Member of Bangladesh Parliament

Assembly Member for Satkhira-1
- In office February 1996 – May 1996
- Preceded by: Ansar Ali
- Succeeded by: Syed Kamal Bakht
- In office 2001–2008
- Preceded by: BM Nazrul Islam
- Succeeded by: SM Mujibur Rahman

Personal details
- Born: Kalaroa, Satkhira, Bangladesh
- Party: Bangladesh Nationalist Party
- Children: 2^{[citation needed]}
- Alma mater: University of Dhaka

= Habibul Islam Habib =

Bangladeshi politician

Habibul Islam Habib is a politician who is secretary of publication affairs of the Bangladesh Nationalist Party and a former member of parliament for Satkhira-1.

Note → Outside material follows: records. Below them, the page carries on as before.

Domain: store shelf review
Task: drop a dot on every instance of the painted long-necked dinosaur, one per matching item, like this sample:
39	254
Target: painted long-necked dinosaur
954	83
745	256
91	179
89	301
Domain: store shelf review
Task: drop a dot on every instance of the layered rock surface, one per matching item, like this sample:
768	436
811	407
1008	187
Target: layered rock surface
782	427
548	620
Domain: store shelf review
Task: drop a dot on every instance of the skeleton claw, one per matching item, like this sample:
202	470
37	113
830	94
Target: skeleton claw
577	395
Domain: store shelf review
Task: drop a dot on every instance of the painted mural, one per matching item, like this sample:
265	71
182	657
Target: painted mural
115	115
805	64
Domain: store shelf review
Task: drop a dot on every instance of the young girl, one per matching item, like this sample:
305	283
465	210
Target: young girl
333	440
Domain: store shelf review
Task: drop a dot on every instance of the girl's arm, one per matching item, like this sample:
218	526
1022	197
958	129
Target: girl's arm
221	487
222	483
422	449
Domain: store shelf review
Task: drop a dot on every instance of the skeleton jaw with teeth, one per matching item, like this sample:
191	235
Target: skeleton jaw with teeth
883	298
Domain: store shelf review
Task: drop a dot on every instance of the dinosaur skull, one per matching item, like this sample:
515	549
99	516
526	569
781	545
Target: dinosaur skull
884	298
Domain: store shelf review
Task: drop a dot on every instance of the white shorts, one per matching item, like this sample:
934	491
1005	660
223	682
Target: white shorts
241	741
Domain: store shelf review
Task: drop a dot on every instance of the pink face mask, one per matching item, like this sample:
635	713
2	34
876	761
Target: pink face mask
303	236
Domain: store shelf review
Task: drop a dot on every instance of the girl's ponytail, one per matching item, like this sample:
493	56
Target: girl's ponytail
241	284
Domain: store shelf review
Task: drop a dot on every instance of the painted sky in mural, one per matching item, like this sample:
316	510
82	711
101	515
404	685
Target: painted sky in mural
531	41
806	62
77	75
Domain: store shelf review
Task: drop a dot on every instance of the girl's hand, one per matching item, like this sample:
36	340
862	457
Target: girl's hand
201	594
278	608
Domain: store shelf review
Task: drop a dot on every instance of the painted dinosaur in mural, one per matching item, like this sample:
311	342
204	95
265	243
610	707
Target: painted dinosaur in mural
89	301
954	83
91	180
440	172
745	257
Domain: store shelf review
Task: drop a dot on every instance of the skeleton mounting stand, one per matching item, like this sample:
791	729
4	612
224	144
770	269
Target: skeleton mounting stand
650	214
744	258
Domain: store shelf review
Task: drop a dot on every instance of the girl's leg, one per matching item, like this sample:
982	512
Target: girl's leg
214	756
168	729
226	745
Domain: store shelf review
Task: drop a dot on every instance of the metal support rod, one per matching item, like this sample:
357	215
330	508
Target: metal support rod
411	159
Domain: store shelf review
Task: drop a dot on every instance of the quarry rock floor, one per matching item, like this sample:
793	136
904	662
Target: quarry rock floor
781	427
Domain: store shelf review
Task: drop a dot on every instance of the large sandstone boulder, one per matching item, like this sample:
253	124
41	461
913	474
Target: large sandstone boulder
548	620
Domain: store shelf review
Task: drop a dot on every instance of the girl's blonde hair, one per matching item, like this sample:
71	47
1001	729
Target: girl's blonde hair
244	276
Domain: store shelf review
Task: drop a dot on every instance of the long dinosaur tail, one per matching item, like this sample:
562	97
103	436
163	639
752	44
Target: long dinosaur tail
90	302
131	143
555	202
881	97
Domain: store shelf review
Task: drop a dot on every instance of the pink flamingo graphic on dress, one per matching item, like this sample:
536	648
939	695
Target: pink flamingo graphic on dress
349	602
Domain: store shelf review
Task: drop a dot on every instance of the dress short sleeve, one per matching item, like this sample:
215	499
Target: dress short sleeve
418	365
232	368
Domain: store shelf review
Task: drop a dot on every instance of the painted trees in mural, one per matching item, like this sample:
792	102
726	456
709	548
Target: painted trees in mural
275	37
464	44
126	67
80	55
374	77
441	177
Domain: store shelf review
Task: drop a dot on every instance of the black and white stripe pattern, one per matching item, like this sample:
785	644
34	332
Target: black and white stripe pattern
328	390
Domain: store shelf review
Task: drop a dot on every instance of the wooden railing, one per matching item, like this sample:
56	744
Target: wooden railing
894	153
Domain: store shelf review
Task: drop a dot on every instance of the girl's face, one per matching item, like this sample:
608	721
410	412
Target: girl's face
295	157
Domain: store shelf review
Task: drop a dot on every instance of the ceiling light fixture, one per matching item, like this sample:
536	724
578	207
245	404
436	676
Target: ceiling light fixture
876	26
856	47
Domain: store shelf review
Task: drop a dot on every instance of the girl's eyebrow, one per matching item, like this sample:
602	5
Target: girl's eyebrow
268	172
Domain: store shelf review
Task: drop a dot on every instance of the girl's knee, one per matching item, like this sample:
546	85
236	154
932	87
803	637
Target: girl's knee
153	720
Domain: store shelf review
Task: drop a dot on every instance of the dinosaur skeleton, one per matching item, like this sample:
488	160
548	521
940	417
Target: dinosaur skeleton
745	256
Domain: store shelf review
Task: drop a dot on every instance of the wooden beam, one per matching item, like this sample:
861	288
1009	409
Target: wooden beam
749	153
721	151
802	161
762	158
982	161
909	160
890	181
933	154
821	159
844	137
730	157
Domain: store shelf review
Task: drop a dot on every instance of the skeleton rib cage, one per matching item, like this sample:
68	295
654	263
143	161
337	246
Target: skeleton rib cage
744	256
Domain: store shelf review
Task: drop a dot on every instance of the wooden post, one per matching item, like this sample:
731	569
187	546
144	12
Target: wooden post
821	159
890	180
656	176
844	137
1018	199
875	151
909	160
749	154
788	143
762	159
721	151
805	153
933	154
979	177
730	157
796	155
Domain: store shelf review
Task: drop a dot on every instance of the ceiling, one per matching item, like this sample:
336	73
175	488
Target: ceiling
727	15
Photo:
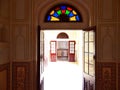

==Early life and education==
He was born in 1965 in Kalaroa Upozila in Satkhira District from a renowned muslim family. Completing his education from school & college level, he was admitted in the University of Dhaka on 1985 in the Department of Physics. In 1990, He was elected as Science Auditorium Affairs Secretary of DUCSU.

==Career==
Habib was elected to parliament from Satkhira-1 as a Bangladesh Nationalist Party candidate in 2001. In 2015, he was charged with attacking a convoy of Prime Minister Sheikh Hasina in Satkhira in 2002.